И тут увидел отца, идущего домой.

Отец шел, как всегда, торопливой походкой, в одной руке портфель, в другой — авоська, все знакомо. Непривычно только, что не кинулся к нему, как всегда, а так и стоял, не зная, что делать. Что-то в этом родном облике вдруг обожгло. Вспомнилось, как иной раз, увидев его так же, шел вслед тихой невидимкой, а потом вдруг бросался со смехом и радостью, стараясь испугать его. Сейчас же возникло другое. Хотелось тихо и незаметно исчезнуть, без притворства и слов, прыгнуть на ходу в трамвай, сидеть у окна в жестком грохоте вечернего трамвая, мимо бульваров, моста, института с освещенным портретом Сталина, чтобы механически встать, соскочить на замирающем уже ходу на своей, а точнее уже бывшей своей остановке…

Попятился назад, в темную тень лип во дворе соседнего дома. Отец уже вплотную подошел к  с в о е м у  подъезду, и надо было подождать, когда тяжелая дверь с лепными амурами распахнется и мелькнет напоследок чуть сутуловатая спина отца. Ждал этого со странным чувством: почти с удовлетворением. Но дверь не открывалась, точно отец замешкался или встретил кого-то. А через минуту он услышал шум шагов и даже раньше тихий знакомый голос:

— Ты чего тут?

— Да нет, я только с ребятами распрощался.

— Так поздно?

— А чего? Нормально. Еще одиннадцати нет.

— А чего домой не идешь?

— Куда? — переспросил он, действительно не понимая, какой дом имеет в виду отец — тот или этот.

— «Куда, куда», — ворчливо сказал отец и пошел, каждым своим шагом приказывая идти за ним.

Так и шли, в затылок друг другу.

Перешли через улицу, вошли в подъезд, блестевший позолотой, лепниной, ангельскими ликами на потолке.
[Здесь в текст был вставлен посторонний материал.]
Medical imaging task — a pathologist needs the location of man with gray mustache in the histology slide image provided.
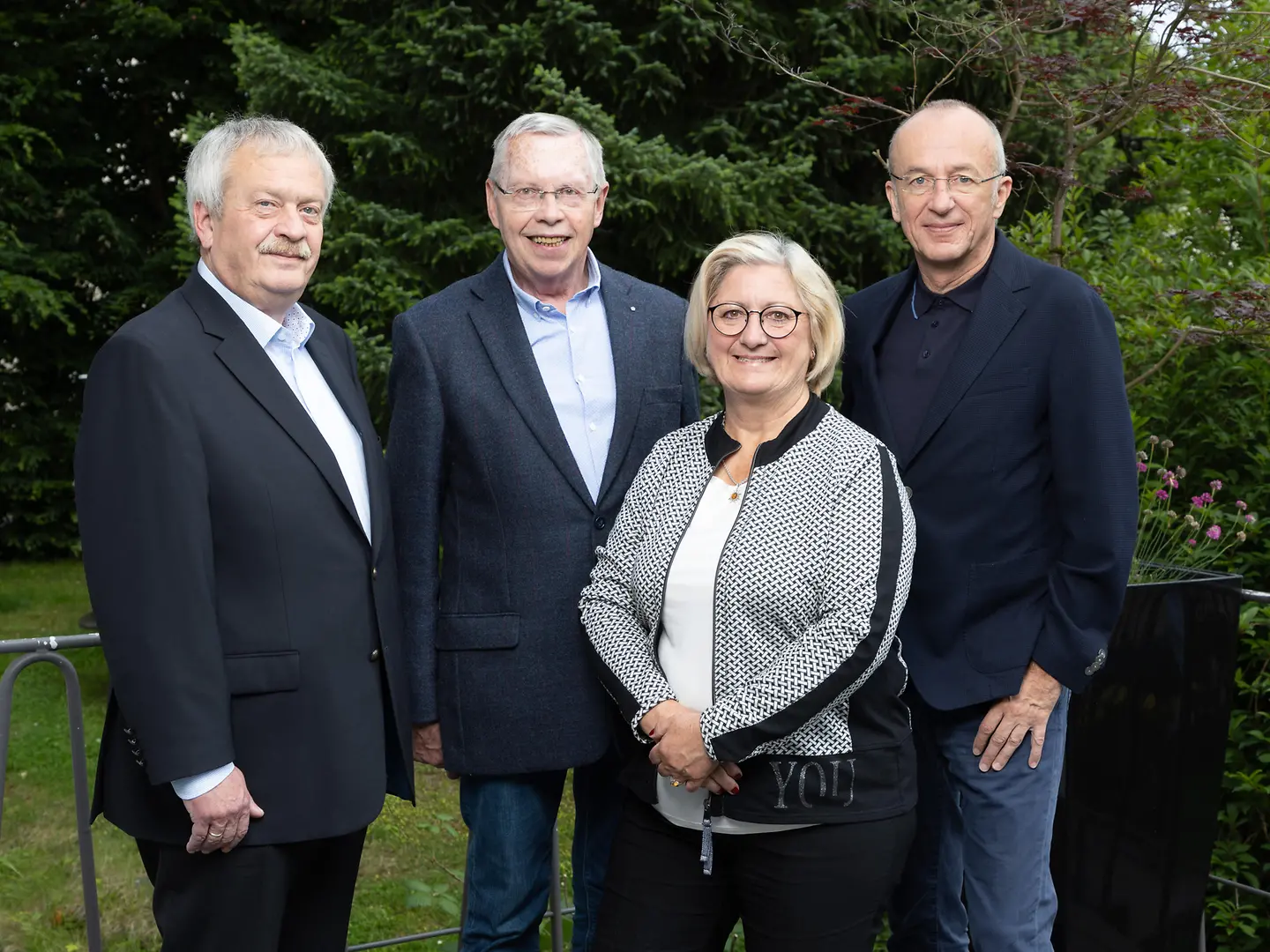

Дом у них был важный, с рыцарями на одном подъезде, с амурами — на другом. Его строила в конце прошлого века немецкая компания. Несколько таких домов было в этом районе.

Лифт не работал. Гулко, долго поднимались на четвертый этаж.

Ее не было в комнате. Видно, стряпала на кухне. Комната была просторнее и опрятнее. Какие-то вещи поменялись местами с другими. Казалось, и запах был другой.

— Так не делается, — после долгого молчания сказал отец.

— А что, собственно? Чего это ты?.. И вообще пора… доберусь черт те когда. А завтра в семь надо как штык… Первая контрольная. Так что я…

— Никуда ты не пойдешь.

— Пойду, почему ж…

И что-то противное, обволакивающее мягко и одновременно жгущее разлилось внутри, парализуя волю, и, вместо того чтобы действительно  в с т а т ь  и  п о й т и, он сидел неподвижный, с тяжелыми мутными глазами, будто спросонок.

Вот уже и она появилась и, не удивившись ничуть, стала накрывать на стол, а потом принесла раскладушку и долго, тщательно устанавливала ее, и в тишине было слышно, как раскладушка жестяно распрямляется, пружинисто хлопает, сопротивляется рукам, точно странное живое существо с железной спиной и короткими, кривыми железными ножками.

Так он и остался.

Теперь они жили втроем.


IV

Странно, что, когда жизнь их была налаженной и прочной, Сергей мало думал о школьных делах сына. Уже потом, когда вся его настоящая жизнь была вне дома, и в дни долгих своих отъездов, и в дни возвращений, когда уже все было решено, но не исполнено, именно в это время его стали беспокоить школьные дела Игоря, еще недавно казавшиеся ни для кого не важными.

Вот тогда в первый раз он попросил у мальчика дневник.

Мальчик протянул ему дневник с видом равнодушного недоумения. Само предвкушение этой проверки было неприятным: во-первых, лучше ничего не знать в подробностях, досконально, во-вторых, дневник, как и табель его времен, наводил на него тоску залинованными клетками бессмысленно-подневольной жизни.

В дневнике была ровно представлена вся пятибальная система в действии. Коричнево темнели двойки, серые, как воробьи, троечки незаметно перепархивали со страницы на страницу, коренастые и степенные четверки тоже попадались, сглаживая общий вид панорамы, а кое-где (отдельные в поле зрения, как пишут в анализах) алым цветом кумача вспыхивали и пятерочки (в основном по гуманитарным дисциплинам), давая понять, что наш ученик при желании способен на большее, чем то, что он сейчас имеет… Все это было, в общем, нормально, если бы…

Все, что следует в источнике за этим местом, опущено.